British artistic gymnast (born 2004)

Halle Hilton (born 10 June 2004) is a British-born artistic gymnast who represents Ireland in international competition. A former British junior national team member, she participated in the 2018 European Championships where she won a bronze in the team competition. She began representing Ireland at the senior level in 2022 and is a five-time Northern European Championships medalist. She is the 2023 Irish national all-around champion.

== Early life ==
Hilton was born in Basildon, England, on 10 June 2004 to an Irish mother. She began gymnastics when she was two years old at the Pipers Vale Gymnastics Club. She has a brother named Keenan who also represents Ireland in artistic gymnastics.

== Gymnastics career ==
=== Junior ===
Hilton competed on the balance beam for the British team at the 2018 European Championships and helped the team win the bronze medal behind Italy and Russia. Additionally, she qualified for the balance beam final and finished eighth. She won a bronze medal with the British team at the 2019 European Youth Olympic Festival, and she placed eighth in the all-around competition. She also qualified for the balance beam final and finished in fourth place, 0.100 points away from the bronze medal.

=== Senior ===
Hilton decided to switch to representing Ireland for more opportunities to compete internationally. Her nationality change was officially approved by the International Gymnastics Federation in May 2022. She then competed at the 2022 European Championships where she placed 38th in the all-around competition. With this result, she qualified for the 2022 World Championships. There, she finished 63rd in the all-around during the qualification round. After the World Championships, she competed at the 2022 Northern European Championships and won a bronze medal in the all-around competition. Then in the event finals, she won a gold medal on the balance beam and finished seventh on the floor exercise.

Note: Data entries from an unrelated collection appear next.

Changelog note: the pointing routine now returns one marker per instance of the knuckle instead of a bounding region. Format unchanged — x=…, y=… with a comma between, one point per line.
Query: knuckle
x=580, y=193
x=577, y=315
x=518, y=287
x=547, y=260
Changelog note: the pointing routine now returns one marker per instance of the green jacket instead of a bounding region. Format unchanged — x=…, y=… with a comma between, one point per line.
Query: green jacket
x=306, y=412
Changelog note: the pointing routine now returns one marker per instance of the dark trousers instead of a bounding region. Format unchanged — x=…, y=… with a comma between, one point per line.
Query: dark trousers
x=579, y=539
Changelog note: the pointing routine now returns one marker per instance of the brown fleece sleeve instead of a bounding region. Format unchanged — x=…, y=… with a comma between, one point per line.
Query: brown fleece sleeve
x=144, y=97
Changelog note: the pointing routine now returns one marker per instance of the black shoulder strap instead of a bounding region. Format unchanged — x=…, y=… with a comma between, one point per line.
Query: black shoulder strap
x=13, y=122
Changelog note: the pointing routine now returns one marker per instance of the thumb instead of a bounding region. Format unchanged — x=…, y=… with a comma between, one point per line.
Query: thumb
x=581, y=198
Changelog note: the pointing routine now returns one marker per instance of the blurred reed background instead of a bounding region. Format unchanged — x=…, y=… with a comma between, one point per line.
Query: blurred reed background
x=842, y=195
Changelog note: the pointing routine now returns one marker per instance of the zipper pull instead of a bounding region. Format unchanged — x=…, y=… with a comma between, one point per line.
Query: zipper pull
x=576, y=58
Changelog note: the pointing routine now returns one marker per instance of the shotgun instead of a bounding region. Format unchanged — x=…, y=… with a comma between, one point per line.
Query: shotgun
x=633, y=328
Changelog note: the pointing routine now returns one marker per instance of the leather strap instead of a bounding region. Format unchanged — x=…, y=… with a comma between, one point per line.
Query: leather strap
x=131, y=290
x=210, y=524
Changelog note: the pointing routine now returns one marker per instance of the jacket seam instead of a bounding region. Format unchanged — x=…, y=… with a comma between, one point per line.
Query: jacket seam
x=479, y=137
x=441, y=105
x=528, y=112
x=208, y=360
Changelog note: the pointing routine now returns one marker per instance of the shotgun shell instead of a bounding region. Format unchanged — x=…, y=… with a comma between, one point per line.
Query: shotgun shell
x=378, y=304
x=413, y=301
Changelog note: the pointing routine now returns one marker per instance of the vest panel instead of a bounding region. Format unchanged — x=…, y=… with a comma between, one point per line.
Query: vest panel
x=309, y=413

Hilton competed at the 2023 European Championships and finished 54th in the all-around qualification round. With this result, she qualified for the 2023 World Championships. She then won the gold medal in the all-around at the Irish Championships. At the 2023 Paris World Challenge Cup, she finished eighth on the vault and seventh on the floor exercise. Then at the World Championships, she finished 59th in the all-around during the qualification round and did not qualify for an Olympic berth.

Hilton competed at the 2024 Northern European Championships in Dublin and helped the Irish team win the gold medal. She won a bronze medal in the all-around competition behind teammate Emma Slevin and Iceland's Thelma Aðalsteinsdóttir. Then in the vault final, she won another bronze medal.